Elon Musk bought Twitter on Monday, and soon users of the social-media platform, as well as regulators and lawmakers around the world, will find themselves in “unprecedented, uncharted territory,” says John Wihbey, associate professor of media innovation and technology at Northeastern.
Twitter’s board accepted Musk’s $44 billion offer for the company in a dramatic turn of events that comes less than two weeks after the billionaire announced his bid for the company, The Wall Street Journal reports.
Market-watchers expected Twitter to reject the offer, as the company moved to prevent Musk from increasing his stake in the company after he announced his bid on April 14.
But after Musk produced financing, Twitter appeared more interested.
If Musk takes the company private, he would have full control of highly granular individual data for hundreds of millions of Twitter users, including accounts run by national embassies, politicians, and government agencies.
“If you think about Elon Musk as his own nation-state with his own inscrutable intentions, it’s not dissimilar to selling the company to a foreign nation,” Wihbey says.
“Elon Musk would personally own a lot of data from users around the world. And if he, a single person, unchecked by the discipline of a public company, owns this information, there are certainly questions that arise about how fair a broker he can be.”
Famously elusive and often fickle, Musk has made some of his gripes with Twitter well-known. He’s frequently criticized the company’s content moderators for intervening too heavily on the platform, which he’s called the internet’s “de facto public town square.”
In a regulatory filing to announce his offer to buy the company, Musk wrote, “I invested in Twitter as I believe in its potential to be the platform for free speech around the globe, and I believe free speech is a societal imperative for a functioning democracy,” adding that he believes the company would “neither thrive nor serve this societal imperative in its current form. Twitter needs to be transformed as a private company.”

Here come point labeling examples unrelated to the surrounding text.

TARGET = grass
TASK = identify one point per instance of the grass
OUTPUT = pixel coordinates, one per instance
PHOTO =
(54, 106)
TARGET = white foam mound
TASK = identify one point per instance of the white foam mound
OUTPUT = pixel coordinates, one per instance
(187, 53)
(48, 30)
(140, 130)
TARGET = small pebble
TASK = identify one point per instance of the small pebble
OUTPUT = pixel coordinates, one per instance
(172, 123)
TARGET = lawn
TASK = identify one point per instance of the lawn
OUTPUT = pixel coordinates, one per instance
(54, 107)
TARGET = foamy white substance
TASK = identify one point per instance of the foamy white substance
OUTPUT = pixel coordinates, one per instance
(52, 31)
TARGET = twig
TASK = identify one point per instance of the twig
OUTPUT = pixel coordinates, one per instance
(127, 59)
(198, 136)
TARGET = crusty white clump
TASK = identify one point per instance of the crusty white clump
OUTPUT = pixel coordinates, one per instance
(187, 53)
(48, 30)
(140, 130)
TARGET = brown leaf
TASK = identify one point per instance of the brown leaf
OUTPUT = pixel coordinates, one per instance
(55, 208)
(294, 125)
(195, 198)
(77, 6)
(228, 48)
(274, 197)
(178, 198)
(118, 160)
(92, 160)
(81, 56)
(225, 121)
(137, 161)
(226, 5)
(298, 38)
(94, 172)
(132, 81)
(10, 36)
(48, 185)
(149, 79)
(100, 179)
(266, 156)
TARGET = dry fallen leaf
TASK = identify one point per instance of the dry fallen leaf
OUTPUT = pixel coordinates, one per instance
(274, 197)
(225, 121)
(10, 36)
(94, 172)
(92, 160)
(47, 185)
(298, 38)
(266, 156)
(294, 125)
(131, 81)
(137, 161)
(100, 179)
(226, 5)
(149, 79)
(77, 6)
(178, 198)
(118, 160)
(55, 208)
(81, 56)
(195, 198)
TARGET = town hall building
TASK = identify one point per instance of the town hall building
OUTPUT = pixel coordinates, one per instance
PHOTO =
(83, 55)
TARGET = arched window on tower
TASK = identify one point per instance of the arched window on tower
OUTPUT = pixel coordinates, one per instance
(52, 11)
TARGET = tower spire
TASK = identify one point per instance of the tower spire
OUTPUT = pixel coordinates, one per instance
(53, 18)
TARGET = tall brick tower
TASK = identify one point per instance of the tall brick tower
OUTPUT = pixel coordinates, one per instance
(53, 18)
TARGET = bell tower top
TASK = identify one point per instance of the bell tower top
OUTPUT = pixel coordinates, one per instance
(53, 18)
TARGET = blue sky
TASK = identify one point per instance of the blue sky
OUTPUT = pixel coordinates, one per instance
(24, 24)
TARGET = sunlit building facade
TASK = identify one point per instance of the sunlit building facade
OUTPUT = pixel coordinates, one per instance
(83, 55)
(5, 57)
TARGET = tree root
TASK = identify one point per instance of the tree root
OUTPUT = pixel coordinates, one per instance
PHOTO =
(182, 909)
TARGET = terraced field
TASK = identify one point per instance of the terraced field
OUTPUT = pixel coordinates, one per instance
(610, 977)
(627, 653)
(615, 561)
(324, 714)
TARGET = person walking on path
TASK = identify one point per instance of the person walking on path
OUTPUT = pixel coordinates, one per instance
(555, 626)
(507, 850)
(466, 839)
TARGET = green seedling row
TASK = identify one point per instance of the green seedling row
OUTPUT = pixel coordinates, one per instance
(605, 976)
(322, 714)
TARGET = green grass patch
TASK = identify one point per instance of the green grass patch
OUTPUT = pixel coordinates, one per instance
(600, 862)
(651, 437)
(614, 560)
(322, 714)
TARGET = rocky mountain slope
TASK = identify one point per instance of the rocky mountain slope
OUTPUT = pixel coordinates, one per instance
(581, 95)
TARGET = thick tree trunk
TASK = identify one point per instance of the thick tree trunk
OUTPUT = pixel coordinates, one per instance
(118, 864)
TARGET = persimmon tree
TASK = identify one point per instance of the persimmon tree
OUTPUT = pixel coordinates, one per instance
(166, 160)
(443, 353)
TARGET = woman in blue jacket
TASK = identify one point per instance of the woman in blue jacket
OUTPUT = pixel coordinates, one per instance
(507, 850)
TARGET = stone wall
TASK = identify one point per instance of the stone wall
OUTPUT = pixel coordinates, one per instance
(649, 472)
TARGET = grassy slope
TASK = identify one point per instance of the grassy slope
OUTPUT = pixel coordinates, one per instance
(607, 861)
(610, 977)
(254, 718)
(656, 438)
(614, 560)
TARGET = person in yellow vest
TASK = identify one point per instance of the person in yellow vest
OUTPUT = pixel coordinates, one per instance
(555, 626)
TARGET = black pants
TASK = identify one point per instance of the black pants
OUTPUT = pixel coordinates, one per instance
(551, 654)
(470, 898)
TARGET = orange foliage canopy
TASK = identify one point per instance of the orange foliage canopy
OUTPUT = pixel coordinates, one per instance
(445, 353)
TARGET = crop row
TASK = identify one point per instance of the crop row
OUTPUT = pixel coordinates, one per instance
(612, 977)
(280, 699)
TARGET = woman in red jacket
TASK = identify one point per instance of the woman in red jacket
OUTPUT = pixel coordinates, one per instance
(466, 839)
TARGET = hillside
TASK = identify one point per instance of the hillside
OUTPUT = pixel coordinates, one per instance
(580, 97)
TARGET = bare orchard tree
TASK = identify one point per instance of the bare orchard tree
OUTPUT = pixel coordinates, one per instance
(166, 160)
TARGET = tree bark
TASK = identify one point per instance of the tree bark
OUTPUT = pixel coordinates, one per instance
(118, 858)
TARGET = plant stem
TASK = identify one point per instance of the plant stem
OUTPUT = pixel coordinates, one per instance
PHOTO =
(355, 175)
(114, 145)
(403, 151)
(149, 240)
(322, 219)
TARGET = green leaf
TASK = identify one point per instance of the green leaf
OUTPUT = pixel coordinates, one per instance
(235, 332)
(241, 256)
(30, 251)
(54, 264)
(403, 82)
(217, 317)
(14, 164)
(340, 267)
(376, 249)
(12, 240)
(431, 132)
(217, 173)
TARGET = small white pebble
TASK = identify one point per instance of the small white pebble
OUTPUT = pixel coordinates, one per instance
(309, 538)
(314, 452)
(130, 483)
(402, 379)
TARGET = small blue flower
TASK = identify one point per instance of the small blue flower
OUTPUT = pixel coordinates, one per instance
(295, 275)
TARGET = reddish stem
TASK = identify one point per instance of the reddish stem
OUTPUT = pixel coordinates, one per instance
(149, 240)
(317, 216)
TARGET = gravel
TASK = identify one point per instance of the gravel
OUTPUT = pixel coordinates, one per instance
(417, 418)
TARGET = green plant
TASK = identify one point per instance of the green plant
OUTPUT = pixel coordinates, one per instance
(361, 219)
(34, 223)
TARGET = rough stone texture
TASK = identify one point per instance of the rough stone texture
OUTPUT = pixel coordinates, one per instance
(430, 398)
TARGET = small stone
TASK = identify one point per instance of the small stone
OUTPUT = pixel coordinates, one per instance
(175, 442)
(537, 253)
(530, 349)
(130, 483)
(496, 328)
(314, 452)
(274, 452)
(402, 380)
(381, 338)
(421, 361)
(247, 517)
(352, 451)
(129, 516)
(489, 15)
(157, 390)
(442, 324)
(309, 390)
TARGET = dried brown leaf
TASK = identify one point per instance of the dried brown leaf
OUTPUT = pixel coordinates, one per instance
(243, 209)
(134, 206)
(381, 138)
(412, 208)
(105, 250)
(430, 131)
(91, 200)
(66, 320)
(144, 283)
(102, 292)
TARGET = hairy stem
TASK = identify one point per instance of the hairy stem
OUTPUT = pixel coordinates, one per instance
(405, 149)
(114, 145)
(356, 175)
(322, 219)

However, Wihbey chalks Musk’s free-speech rhetoric up to more of a talking point than a strategic initiative, particularly when Twitter executives have been battling with thorny issues in countries around the world that have serious life-or-death consequences.
Earlier this year in India, for example, Twitter blocked hundreds of accounts and tweets linked to protests over agricultural reform laws, after one such protest turned deadly, the BBC reports.
The company removed the tweets at the request of Prime Minister Narendra Modi’s administration, but then restored accounts associated with media and activist groups—which government officials then demanded Twitter block again.
The back-and-forth illustrates one of many complex negotiations the company must make as it expands further into populations beyond the U.S., says Wihbey, whose own research indicates that much of the growth for Twitter and other social-media platforms is international.
“Twitter is facing serious human-rights concerns in markets around the world, often where real violence is at stake,” Wihbey says.
“Just saying ‘Twitter needs more free speech’ doesn’t solve the practical political problems the company is dealing with.”
Musk has also said that he plans to make Twitter’s algorithm an open-source model, enabling anyone to see the code that dictates how and when tweets appear on a user’s timeline.
This would be a change Wihbey can get behind, he says. “We should be able to figure out what these algorithms are doing with more precision. They should be subject to outside, third-party research.”
With relatively open data sources (compared to other social-media platforms), Twitter has long been used as a resource for social-network, computer-science, other social-science researchers, as well.
Now that Musk is poised to take over, it’s not clear that researchers will still have access to this important source of information.